Hinam Pulse
January 25, 2012

Socio-Economic Factors in Disasters

by Eve Hinman

The Multihazard Mitigation Council (MMC) has been a dormant group within the National Institute of Building Sciences for a number of years.  It is known for the oft quoted factoid that every dollar invested in mitigation reduces $4 in future avoided losses when disaster strikes. Those odds are better than the stock market these days!  Especially when you consider that disaster is virtually guaranteed to happen during the lifetime of a building.  This may sound bold, but consider that the US has sustained a record $35B in damages this year – and that was in August!  Welcome to the new "normal" in disasters.

At the MMC annual meeting on December 7th in DC, I was pleased to see that the MMC is newly invigorated and tackling the key multi-hazard issues of the 21st century.  The first decade of this new century is showing itself to be unlike anything we have seen before.  We are seeing a heighten hazard environment in which high magnitude storms, earthquakes, and tsunami events are occurring more frequently.  This is coming at a time when our aging infrastructure is crumbling, further exacerbating the issue.  The problem does not end here.  Our growing population is pushing our sagging, tired infrastructure far beyond intended serviceability limits.  The threat of terrorist attack seems moot in this world where infrastructure is more likely to fall down than be blown up.

We are effectively investing in the past and not the future.  The aging Baby Boomers are doing well compared to our aging infrastructure.  The Boomers at least get their Social Security checks, while our children are facing a world without reliable transportation, water, sanitation, or power.  These are typically not issues that Structural Engineers have been trained to think about.  The structure is only a small part of the overall system.  Who cares if the structure remains standing if failure of lifelines result in loss of the building's ability to function.
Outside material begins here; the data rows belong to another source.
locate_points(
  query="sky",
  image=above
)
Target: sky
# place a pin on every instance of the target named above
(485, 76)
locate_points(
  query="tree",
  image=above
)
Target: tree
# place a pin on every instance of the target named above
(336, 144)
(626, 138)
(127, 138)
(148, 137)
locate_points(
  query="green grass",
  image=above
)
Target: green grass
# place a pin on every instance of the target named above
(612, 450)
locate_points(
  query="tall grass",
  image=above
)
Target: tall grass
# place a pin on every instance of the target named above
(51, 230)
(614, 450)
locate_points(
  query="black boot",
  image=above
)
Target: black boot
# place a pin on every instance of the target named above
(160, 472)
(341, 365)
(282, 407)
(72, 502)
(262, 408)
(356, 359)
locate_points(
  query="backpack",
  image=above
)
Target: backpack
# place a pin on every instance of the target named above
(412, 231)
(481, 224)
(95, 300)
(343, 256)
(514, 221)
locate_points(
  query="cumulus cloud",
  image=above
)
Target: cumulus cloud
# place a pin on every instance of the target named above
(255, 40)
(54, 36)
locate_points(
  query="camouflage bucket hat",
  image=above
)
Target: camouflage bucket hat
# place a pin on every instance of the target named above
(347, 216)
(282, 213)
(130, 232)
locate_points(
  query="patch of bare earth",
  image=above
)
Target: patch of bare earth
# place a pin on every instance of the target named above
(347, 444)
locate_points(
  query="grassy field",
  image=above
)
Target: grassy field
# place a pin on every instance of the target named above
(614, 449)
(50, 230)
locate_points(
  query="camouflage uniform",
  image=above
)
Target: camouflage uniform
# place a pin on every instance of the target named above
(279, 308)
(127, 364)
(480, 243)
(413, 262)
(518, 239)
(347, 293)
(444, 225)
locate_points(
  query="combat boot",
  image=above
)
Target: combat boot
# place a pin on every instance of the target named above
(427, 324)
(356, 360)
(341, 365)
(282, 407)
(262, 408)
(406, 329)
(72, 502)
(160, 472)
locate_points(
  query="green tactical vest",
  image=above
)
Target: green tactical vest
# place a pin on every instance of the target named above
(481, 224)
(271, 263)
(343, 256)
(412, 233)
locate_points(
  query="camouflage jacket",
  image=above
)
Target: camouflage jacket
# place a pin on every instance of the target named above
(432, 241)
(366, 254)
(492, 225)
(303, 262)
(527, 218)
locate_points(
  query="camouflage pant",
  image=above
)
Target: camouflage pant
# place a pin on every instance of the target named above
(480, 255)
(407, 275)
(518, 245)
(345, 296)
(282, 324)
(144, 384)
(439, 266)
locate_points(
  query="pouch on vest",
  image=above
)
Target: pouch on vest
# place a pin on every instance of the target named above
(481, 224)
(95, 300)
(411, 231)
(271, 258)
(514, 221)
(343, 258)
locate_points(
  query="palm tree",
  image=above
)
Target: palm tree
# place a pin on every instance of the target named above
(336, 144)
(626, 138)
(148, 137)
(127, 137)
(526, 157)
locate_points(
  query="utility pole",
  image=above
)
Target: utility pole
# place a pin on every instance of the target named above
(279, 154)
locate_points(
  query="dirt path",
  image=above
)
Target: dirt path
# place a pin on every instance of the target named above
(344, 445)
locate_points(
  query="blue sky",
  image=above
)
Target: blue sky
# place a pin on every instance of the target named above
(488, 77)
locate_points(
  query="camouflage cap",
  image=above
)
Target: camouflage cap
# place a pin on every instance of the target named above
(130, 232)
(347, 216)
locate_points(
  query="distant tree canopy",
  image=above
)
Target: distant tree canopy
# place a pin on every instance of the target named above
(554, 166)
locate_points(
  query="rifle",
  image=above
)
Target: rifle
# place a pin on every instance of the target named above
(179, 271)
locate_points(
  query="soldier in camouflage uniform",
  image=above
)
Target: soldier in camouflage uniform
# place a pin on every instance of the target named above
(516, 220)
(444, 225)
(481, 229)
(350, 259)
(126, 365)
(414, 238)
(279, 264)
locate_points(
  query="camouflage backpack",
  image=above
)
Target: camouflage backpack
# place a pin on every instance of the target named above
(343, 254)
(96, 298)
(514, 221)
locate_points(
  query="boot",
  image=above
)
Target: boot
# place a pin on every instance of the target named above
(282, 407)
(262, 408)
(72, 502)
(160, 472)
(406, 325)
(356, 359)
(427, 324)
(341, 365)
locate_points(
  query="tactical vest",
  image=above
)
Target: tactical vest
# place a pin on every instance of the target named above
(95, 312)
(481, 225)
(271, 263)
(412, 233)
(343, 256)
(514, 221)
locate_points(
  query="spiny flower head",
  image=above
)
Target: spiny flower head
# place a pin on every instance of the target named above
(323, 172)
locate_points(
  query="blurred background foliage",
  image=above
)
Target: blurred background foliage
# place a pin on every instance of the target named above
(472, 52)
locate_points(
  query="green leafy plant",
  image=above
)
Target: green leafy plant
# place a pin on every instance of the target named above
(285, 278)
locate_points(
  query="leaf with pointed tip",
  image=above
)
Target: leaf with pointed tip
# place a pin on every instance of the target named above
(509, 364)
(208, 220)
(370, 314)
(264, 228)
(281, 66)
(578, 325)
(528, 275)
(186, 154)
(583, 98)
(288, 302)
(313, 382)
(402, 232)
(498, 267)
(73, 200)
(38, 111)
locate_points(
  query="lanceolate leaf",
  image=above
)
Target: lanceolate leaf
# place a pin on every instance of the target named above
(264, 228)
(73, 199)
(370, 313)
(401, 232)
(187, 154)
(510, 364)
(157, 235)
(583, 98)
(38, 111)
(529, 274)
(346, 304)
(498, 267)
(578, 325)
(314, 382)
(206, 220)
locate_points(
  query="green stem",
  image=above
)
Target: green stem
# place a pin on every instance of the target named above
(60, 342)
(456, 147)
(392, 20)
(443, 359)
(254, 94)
Our current approach of predicting the frequency, severity, and consequence of hazards needs a radical overhaul and quickly.  It is necessary to develop new methods to prioritize hazards and their impact on infrastructure nationwide in order to effectively manage the limited pool of available funds, which fuel efforts to maintain critical systems.  Without continued function of these lifelines, efforts to achieve building resilience will be lost.  An even more vexing issue is that the infrastructure systems are highly complex and interrelated.  The infrastructure systems of the 21st century need both the ability to support one another in an effort to adapt to unknown conditions and, at the same time, the ability to function independently when needed.  Consequently, solutions to protect infrastructure will be challenged by the need to better understand which utilities are essential to our ability to cope with and function in the aftermath of a catastrophic event.

If we, as structural engineers, are to remain in the discussion we need to become more conversant in economic and social issues that will dictate hazard mitigation decisions.  Disaster management efforts are being met with new challenges that require innovative solutions.